Lu : L’effet Sophie par Marie-Hélène Proulx, publié dans le magazine Châtelaine de juillet 2016, et «What Sophie Grégoire Trudeau says about feminism and politics » par Anne Kingston, publié dans le magazine Maclean’s le 3 juin 2016.
Lorsque comparé aux nombreux portraits de la première dame offerts par les médias depuis les élections fédérales de l’automne 2015, celui brossé par Proulx est, enfin, plus complet. Par contre, le souhait exprimé en mai dernier par Sophie Grégoire, soit d’être entourée d’une équipe plus importante en vue de répondre aux demandes adressées directement par les citoyens, est à nouveau traité comme un caprice.
Comme si, contrairement au rôle de premier ministre, celui de première dame n’était pas un travail à part entière. Sans compter qu’il n’est pas rémunéré et qu’il est le plus souvent effectué par une femme, à qui l’on dit ici en plus qu’elle ne devrait compter que sur elle-même pour s’occuper de « ses » enfants malgré un horaire que l’on imagine pour le moins chargé.
Si le Canada ne peut se comparer aux États-Unis, où Michelle Obama est appuyée par une équipe de 20 personnes, il y avait pourtant là une belle occasion de demander à Sophie Grégoire quelle est la nature de ces perches tendues vers elle (pourquoi écrire à la première dame plutôt qu’à un(e) député(e) ?), ce qui la touche ou la consterne dans ces demandes, et ce qu’elle peut faire concrètement pour venir en aide à tous ces gens.

Le fait que la nouvelle première dame soit par ailleurs aussi présente sur la scène publique est considéré, par certains commentateurs interrogés par Proulx, comme un risque pour le premier ministre, comme si une femme ne pouvait fatalement que commettre des bourdes.
Quant à Kingston, elle offre comme à son habitude (voir, entre autres, The Meaning of Wife) une analyse plus approfondie et nuancée. Elle n’a cependant pu résister, à moins de s’être fait jouer un tour par le titreur, à décrire Sophie Grégoire comme étant « Stylish. Emotive. Everywhere. ». Puis, encore là, certains analystes rencontrés par la journaliste expriment la crainte que les citoyens ne perdent de vue l’essentiel lorsque politique et célébrité s’entremêlent. Comme si un chef d’état n’était pas déjà, par définition, une sorte de vedette et comme si une femme était nécessairement synonyme de distraction.

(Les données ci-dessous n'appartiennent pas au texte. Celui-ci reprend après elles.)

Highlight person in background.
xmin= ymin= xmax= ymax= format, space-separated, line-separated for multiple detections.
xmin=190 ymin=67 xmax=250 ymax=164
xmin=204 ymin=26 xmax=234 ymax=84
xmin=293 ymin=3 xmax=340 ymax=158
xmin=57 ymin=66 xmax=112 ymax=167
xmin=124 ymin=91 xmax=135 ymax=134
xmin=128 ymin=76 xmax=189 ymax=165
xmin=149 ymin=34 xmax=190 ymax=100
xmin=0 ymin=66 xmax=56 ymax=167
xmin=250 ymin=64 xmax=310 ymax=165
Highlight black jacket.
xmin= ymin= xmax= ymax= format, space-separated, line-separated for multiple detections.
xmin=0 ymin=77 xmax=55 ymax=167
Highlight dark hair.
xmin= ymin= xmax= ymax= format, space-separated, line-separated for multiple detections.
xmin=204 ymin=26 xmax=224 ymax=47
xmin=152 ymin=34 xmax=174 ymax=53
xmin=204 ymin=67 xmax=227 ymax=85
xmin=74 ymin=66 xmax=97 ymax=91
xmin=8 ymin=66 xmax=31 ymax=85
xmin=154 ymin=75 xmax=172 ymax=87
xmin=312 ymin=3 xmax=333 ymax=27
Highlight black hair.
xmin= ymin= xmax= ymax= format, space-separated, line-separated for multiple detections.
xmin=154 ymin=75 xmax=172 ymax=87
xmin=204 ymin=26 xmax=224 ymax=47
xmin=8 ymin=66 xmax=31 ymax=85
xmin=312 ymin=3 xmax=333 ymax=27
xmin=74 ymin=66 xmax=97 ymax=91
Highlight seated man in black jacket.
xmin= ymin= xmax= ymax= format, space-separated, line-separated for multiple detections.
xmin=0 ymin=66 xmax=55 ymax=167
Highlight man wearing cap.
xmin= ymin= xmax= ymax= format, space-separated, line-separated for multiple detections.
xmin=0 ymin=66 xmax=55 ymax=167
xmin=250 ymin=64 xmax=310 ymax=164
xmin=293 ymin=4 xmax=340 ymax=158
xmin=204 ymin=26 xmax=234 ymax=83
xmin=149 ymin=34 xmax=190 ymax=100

Kingston résume cependant bien le rôle déterminant joué par plusieurs premières dames aux États-Unis. Eleonore Roosevelt, par exemple, a milité en faveur d’une place plus importante pour les femmes sur le marché du travail, ainsi qu’en faveur des droits civiques et des droits des travailleurs immigrants. Elle s’est même opposée publiquement à certaines politiques de son mari.

Et voilà peut-être la plus grande crainte de bien des hommes, celle d’être contredit par une femme ou, pire, publiquement par leur propre épouse. D’où cet acharnement à nous répéter par toutes sortes de sous-entendus, même encore aujourd’hui, que les femmes sont « dangereuses », surtout lorsqu’elles se mêlent de la chose publique, et qu’elles feraient donc mieux de rester à la maison.
Dans ce contexte, il est rafraîchissant de voir des filles, qui se qualifient elles-mêmes de « brutes », prendre la parole sans avoir froid aux yeux. Même si le texte dérape par moments, même si la courte durée des capsules laisse parfois peu de place à la nuance et même si cela nous fait nous demander si dénoncer suffit, le seul fait qu’elles osent poser des questions (de la viande à la Schtroumpfette) nous fait aussi nous demander comment faire pour bousculer le statu quo. Voilà assurément le début de quelque chose.